However, the Thai efforts in peace talks have "never been in good faith", said Abuza, pointing to negotiator Udomchai Thammasarorat's snub of a meeting facilitated by Malaysia with the delegation of the Mara Patani, an umbrella organisation consisting of several separatist groups.
Udomchai only showed interest in meeting its leader Sukree Haree.
After the incident, Mara Patani suspended the talks until after Thailand's March 24 elections and asked for the Thai facilitator to be replaced with a person "with more credibility".
"Mara Patani sees the attitude of refusal to confront the dialogue team as unacceptable and [we] suspect a hidden agenda when he only wanted to meet me," Sukree Haree told Malaysian news agency Bernama.
The latest round of peace talks had just officially begun on January 4.
Abuza said Thailand's junta government, which seized power in May 2014, would not give Malaysia any substantial role in negotiations. "They are terrified that this [would] become an internationalised conflict."
Chambers said the junta saw the talks as a "public relations ploy".
"It is trying to show itself to be a peacemaker, but at the same time, it has increased the level of v iolence [in the southern provinces]," he said.
Rungrawee Chalermsripinyorat, an independent researcher and former analyst for the International Crisis Group NGO, is hopeful that last year's change of government in Malaysia, and the appointment of new negotiators for both sides, could yet prove to be "major developments" that "change the direction of the peace dialogue".
"It is not a completely new track, but it seems to be a significant change in many respects," she said.
She also considers that the Thai government has made "good efforts" to invite everyone to the table.
On Friday, Udomchai - considered a moderate within the army - told a press conference that the junta had taken Malaysia's advice and was open to discussing some degree of autonomy for the region, marking a change from previous talks, according to Ruangrawee.
He also opened the door for all separatist groups, including "those that use violence", to engage in the process, which has been interpreted as an olive branch to the Barisan Revolusi Nasional (BRN) - an extremist militant group that has shunned negotiation efforts in the past.
"This is a very positive change," Ruangrawee said. "They are trying to send a positive gesture to try to convince the BRN to come to the table."
Srisompob Jitpiromsri, who runs the Pattani-based Deep South Watch, also viewed the developments as positive.

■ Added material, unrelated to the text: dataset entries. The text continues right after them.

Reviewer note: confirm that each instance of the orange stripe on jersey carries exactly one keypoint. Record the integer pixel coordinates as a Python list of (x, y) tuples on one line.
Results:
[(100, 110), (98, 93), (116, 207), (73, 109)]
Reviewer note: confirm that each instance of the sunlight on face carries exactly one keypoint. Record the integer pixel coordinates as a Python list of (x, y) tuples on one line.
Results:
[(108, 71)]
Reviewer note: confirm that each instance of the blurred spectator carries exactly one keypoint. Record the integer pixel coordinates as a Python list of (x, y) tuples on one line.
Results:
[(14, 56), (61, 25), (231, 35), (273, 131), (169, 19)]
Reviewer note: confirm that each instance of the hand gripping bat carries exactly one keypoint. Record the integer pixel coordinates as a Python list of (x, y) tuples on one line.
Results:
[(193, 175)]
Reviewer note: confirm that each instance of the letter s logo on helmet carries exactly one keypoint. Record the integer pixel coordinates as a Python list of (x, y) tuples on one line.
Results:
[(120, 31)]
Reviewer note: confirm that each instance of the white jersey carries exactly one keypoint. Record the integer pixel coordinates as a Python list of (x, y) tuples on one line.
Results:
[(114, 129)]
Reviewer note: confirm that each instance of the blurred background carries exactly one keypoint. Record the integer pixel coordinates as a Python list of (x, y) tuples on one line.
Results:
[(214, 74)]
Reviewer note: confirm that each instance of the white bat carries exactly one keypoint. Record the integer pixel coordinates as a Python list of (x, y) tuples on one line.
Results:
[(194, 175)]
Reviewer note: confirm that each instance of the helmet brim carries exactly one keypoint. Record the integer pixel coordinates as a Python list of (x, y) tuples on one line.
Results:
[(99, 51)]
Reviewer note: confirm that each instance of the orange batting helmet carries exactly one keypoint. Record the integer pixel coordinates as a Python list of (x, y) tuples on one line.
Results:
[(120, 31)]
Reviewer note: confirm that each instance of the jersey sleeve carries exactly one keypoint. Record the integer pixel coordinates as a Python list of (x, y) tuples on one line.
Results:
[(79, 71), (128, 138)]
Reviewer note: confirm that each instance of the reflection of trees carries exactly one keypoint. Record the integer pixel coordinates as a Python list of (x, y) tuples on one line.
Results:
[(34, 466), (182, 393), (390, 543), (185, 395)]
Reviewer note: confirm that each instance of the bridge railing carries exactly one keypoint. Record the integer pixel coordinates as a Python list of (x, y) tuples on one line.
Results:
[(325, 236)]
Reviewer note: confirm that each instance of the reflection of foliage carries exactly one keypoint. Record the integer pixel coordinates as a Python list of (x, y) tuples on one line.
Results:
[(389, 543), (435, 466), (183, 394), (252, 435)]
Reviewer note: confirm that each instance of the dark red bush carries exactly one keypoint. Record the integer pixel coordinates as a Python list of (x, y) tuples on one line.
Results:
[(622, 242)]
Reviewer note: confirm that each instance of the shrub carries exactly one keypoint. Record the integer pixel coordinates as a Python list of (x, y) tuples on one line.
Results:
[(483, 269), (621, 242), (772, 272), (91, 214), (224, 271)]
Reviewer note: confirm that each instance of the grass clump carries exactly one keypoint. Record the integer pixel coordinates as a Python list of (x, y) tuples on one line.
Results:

"Now the Thai government seems to be more open on the autonomy choice. That is a positive side that Malaysia as mediator can release as a message to the groups," he said.
But both the involvement of Kuala Lumpur and the upcoming Thai elections could also destabilise the peace process.
"Some insurgent groups living in Malaysia have negative feelings towards Malaysia ... because they have been arrested and sent to Thai authorities in the past," Srisompob said.
These groups have requested the participation of other international observers, but Thai authorities have rejected the idea "because it would mean the internationalisation of the conflict", he said.
The future of the peace process will remain unclear "until the new [Thai] government is formed", Rungrawee said.
"If the pro-democracy camp wins, we are likely to see a revision of the dialogue team again. But, if the pro-junta camp wins, the peace talks might just be a continuation of the current process."